ECB’s Coeure hopes bond-buying won’t be extended again

The man in charge of the European Central Bank’s 2.5 trillion euros ($2.9 trillion) stimulus program hopes it will not be extended again when it expires in September, he told a French weekly newspaper.

Benoit Coeure, who heads the ECB’s market operations, also said the money-printing scheme will continue until inflation “clearly moves” towards the central bank’s objective of just under 2 percent.

The ECB announced on Thursday the quantitative easing (QE) scheme would be extended until September 2018, with its President Mario Draghi — of whom Coeure was long considered a key ally — making clear its eventual duration remained open-ended.

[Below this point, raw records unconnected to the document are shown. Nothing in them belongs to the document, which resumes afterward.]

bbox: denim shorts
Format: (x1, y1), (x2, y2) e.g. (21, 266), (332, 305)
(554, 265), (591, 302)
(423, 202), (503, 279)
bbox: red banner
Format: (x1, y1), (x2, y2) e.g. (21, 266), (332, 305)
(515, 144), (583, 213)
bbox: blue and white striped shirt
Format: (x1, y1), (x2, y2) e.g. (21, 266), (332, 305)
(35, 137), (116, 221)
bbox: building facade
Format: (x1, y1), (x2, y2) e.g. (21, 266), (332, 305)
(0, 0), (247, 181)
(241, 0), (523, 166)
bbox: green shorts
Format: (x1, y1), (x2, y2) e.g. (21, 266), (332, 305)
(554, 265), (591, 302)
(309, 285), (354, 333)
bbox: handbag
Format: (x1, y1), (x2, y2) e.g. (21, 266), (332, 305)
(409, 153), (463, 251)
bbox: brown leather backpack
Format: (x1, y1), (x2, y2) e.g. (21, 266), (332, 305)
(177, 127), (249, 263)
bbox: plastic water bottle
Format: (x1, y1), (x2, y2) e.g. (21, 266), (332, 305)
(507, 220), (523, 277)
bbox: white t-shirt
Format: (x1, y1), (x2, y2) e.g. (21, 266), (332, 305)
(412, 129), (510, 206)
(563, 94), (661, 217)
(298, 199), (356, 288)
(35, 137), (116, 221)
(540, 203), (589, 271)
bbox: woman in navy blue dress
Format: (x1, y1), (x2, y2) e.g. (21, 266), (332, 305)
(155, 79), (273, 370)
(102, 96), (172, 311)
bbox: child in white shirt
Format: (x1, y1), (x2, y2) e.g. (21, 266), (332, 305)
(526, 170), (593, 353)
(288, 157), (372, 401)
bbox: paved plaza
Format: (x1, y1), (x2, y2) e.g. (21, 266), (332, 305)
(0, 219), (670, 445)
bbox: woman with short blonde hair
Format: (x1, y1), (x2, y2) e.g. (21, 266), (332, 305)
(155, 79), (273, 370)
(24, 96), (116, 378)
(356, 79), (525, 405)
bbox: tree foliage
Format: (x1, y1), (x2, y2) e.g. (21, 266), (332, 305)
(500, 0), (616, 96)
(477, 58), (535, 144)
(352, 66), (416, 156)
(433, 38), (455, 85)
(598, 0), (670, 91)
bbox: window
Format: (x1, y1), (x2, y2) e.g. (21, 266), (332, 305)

Coeure, dropping signals that he was starting to grow impatient with QE, told Le Journal du Dimanche he was hopeful Thursday’s extension would not be repeated.

“Our asset purchases will continue until inflation clearly moves towards 2 percent,” he added.

“This recalibration takes account of the solidity of the (economic) recovery and allows it to gain strength. I am hopeful that this will be the last extension.”

In an interview with Reuters in May, Coeure said “too much gradualism” in winding down the central bank’s bond purchases raised the risk of a market backlash when policy was eventually shifted.

The ECB’s ultra-easy policy, which also includes a sub-zero interest rate, has driven borrowing costs to record lows and boosted property prices in richer euro zone countries including Germany and France.

Coeure acknowledged French companies might be taking on too much debt but said the situation in the euro area as a whole did not warrant a reaction by the ECB, as advocated by critics in Germany.

“In France, corporate debt is also rising very quickly, perhaps too quickly,” he said. “But nothing at this stage demands action from the ECB.”

Inflation in the euro zone was 1.5 percent in August and September and is not expected to reach the ECB’s target for at least two years.